De todo cuando iba ocurriendo me sentía emocionado, feliz y orgulloso hasta que sirvieron las paellas. El alma se me vino al suelo! Espero que Dios y los comensales  hayan perdonado a los cocineros.  A mi me costó, pero ya lo hice!

S.A.  Cierto… esa paella fue terrible! Sobre todo para quienes ya tenemos nuestro paladar acostumbrado a un gusto y una forma o tipo de paella. Pero este es otro tema, en otro momento tal vez podamos hacer una mesa redonda y conversar al respecto. Pero sin dudas que esa falla fue un hito de la Asociación porque permitió el acercamiento de muchas personas valiosas y que significaron un aire fresco para la institución, significó un impulso y hasta un viraje en el rumbo, por lo menos así lo sentimos algunos, pero para ti y tu familia, ¿qué significó la Asociación?

F.P. Durante muchos años viví  pensando en el regreso  y a pesar de haberlo hecho en varias oportunidades no encontré lo que estaba buscando Fue en la Asociación  Valenciana en donde recuperé todo lo que añoraba, el afecto, el reconocimiento y la amistad

S.A. ¿Cómo ves esta nueva etapa donde tendremos sede propia?

F.P. La nueva sede significará para todos los valencianos y sus descendientes  un lugar de encuentro. Un pedacito de Valencia  en donde podremos compartir con los demás españoles tanto de nacimiento como de corazón lo mucho que tenemos en común.
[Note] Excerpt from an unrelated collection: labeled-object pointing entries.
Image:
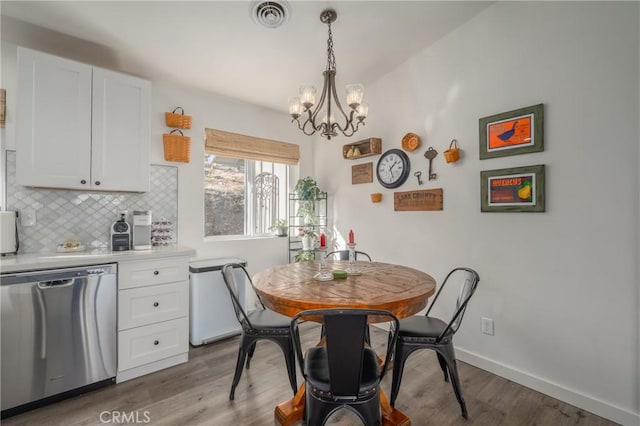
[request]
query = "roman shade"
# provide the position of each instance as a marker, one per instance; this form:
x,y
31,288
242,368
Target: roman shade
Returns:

S.A. Para todos nosotros, tu ya eres un referente, en varios aspectos. Pero uno muy importante es el hecho de verte en cada domingo de Paellas, cocinando una que, los que la degustan comprueban tus virtudes como Paellero, ¿qué significa para ti hacer la paella?

F.P. Me preguntaste “si tuvieras que elegir entre el campo y el taller ¿que elegirías?”  Yo te contesto. Hacer la paella el último domingo de cada mes. Compartir con todos vosotros algo que me sale del corazón y que llevo marcado en lo más profundo de mis genes.

S.A. A cuenta de mas, porque seguramente seguiremos conversando con nuestros amigos y publicando estas conversaciones para seguir conociéndonos mas, ¿qué les dirías a nuestros socios y amigos?

F.P. Creo que somos afortunados al haber sido capaces de crear un grupo humano de tal calidad que, a no dudarlo, alcanzará dentro de la colectividad un  lugar  de privilegio.

Y quisiera aprovechar ésta oportunidad  para manifestar mi reconocimiento, gratitud, y afecto a los dirigentes, colaboradores, socios en general y a todos aquellos que en alguna oportunidad  hicieron algo por Valencia y los valencianos.

Espero que uds. hayan disfrutado tanto en leer esta entrevista como yo en hacerla.